The high level overview of this process is as follows:

  1. Read the raw text from the tsconfig.json
  2. Parse the tsconfig.json into a JSON object using ts.parseConfigFileTextToJson
  3. Parse the JSON object into actual compiler options using ts.parseJsonConfigFileContent. This also returns an array of file names for parsing.
  4. Use ts.createProgram to get the preliminary program for type checking only.
  5. Call typecheckProgram.emit() to produce the typechecking results.
  6. Combine the results with ts.getPreEmitDiagonstics.
  7. If there were no typechecking errors use ts.createProgram again with the typecheck program to perform compilation and declaration file emission excluding test files by manually setting noEmit to false.
  8. Format the diagnostic objects using ts.formatDiagnosticsWithColorAndContext

Reading and Parsing tsconfig.json

The first three steps in the process involve reading the raw text from the tsconfig.json and then parsing it.

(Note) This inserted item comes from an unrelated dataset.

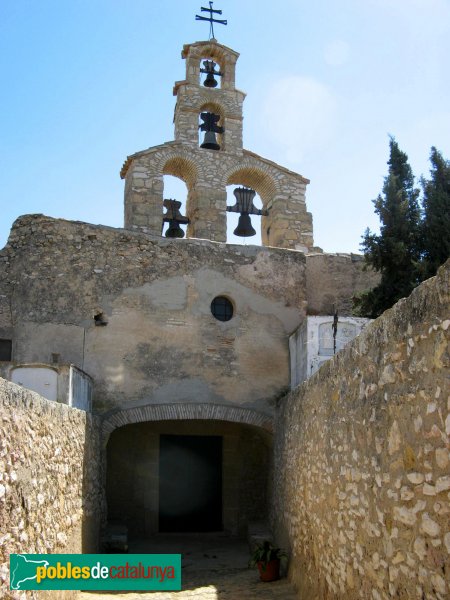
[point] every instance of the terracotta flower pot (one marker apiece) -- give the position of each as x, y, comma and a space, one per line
271, 571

At the end of it, ts.parseJsonConfigFileContent resolves all the inherited options and produces the compiler options in use, as well as the file paths to the files that are to be processed.

Type Checking

At step 4, ts.createProgram is called for the first time. It is called with every single file as returned from ts.parseJsonConfigFileContent. However, it is called with noEmit: true. This prevents any Javascript and Typescript declaration files from being written. This is important because we want test files to be type checked, but we don't want them to be compiled into Javascript and exported with the rest of the code. If they were included and the tsconfig was configured to produce outputs, the test files would end up being written to the outDir. typecheckProgram.emit is called to perform the type checking.

If there are no errors and the tsconfig was configured to produce outputs, ts.createProgram is called again. This time, test files are filtered out. ts.createProgram has a parameter for passing in the previous program object, allowing it to reuse an existing program so it doesn't have to reinitialize the entire object again. program.emit is called to produce any compiled Javascript and Typescript declaration files.